What concerns some in State Plan programs may not be the amount of time after the changes, but the process leading up to the changes themselves. OSHSPA advocates for a partnership between the state OSH programs and federal OSHA, wherein states are much more involved in the process surrounding policy decisions.

After all, states operating their own plan are able to run the program their way. It is not unheard of for some states to issue standards or programs that do not exist in federal OSHA. “OSHA recognizes that the states have expertise in many areas and attempts to involve states in the process,” the agency spokesperson said.

The Nevada report
Prompted by a series of workplace fatalities in Nevada and complaints filed against the state’s investigation of an on-the-job death, federal OSHA launched ...

Representatives from agency directorates meet with OSHSPA three times a year to discuss upcoming regulatory initiatives, state representatives serve on OSHA advisory committees, and some policy directives under development are sent to state offices for review. Additionally, according to the spokesperson, states are encouraged to participate in the rulemaking process and submit comments for the record, and they receive advance notice of proposed and final rules before publication in the Federal Register.

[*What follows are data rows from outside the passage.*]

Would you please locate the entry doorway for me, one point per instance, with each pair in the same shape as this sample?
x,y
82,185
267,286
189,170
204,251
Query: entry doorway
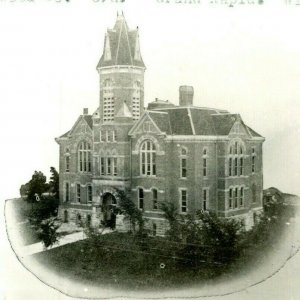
x,y
109,204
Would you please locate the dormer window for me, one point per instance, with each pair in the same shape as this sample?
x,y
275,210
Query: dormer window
x,y
148,158
236,159
84,157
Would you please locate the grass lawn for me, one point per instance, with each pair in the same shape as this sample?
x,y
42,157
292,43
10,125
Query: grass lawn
x,y
21,209
122,261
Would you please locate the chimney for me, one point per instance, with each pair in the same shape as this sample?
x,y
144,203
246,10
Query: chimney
x,y
186,95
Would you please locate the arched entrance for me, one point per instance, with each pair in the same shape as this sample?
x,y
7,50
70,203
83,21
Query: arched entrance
x,y
109,204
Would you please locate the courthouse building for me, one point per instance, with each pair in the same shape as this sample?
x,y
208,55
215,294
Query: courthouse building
x,y
196,157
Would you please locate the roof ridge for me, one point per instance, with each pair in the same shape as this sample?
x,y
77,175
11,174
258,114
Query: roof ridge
x,y
157,112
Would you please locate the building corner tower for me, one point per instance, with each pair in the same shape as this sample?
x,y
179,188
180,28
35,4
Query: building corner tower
x,y
121,71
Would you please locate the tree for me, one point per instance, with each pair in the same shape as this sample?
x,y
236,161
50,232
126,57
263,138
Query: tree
x,y
24,190
220,237
131,212
37,186
54,182
47,232
171,214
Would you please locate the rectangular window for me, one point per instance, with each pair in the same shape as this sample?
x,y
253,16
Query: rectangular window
x,y
102,136
236,166
154,199
80,161
108,166
241,166
205,199
183,200
143,164
183,168
89,161
153,164
84,161
141,198
253,164
204,167
115,168
102,166
67,192
230,198
89,193
236,198
114,136
242,196
148,157
78,192
67,163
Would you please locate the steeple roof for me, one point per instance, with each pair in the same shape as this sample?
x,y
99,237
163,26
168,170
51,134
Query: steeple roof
x,y
121,46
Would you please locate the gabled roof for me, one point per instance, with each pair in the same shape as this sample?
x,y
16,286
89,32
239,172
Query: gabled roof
x,y
223,123
65,134
253,133
161,119
121,46
86,118
194,121
124,111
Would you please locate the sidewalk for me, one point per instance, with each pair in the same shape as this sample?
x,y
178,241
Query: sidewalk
x,y
67,239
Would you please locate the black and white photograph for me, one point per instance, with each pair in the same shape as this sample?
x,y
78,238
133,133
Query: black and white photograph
x,y
150,149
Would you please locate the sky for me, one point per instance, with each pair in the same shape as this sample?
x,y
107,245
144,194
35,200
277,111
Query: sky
x,y
244,59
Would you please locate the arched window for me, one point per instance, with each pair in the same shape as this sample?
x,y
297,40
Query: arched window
x,y
67,164
154,227
204,162
254,194
148,158
67,192
141,198
89,193
107,82
108,101
84,157
236,159
136,97
154,199
183,163
253,156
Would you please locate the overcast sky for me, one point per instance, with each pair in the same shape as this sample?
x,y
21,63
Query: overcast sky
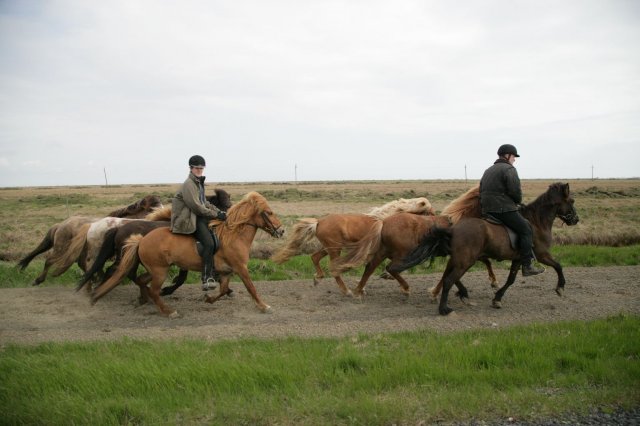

But that may not be enough, according to Beauregard. “The fact of the matter is that when national policies are being developed, or national special emphasis policies are being developed, OSHA does not include, in the majority of the times, OSHSPA member states in the development of those until the very end, when a policy has been drafted and developed,” he said. “A true partnership should include the actual participation process.”

Beauregard pointed out that getting states involved in developing National Emphasis Programs could lead to programs that impact every state. For instance, a recent NEP on refineries would have very little impact on states with no refineries, yet still is considered a national program. While not currently mandatory, OSHA is considering making an NEP a requirement. If that happens without front-end involvement from the states, states would then be asked to disregard their priorities, according to Beauregard.

Neither state programs nor OSHA have all the resources they need, Beauregard said, making it necessary for both to work together to ensure the available resources are used in the best possible way. OSHA should hold itself up to the same standard it asks of the states, he said.

OSHA conducts internal audits of its regions and areas. But these audits on regional and area offices are internal self-evaluations, according to the OSHA spokesperson, and are not routinely made available to the public. “I don’t think any state’s perfect or any federal region’s perfect,” Kalinowski said. “But we can always improve.”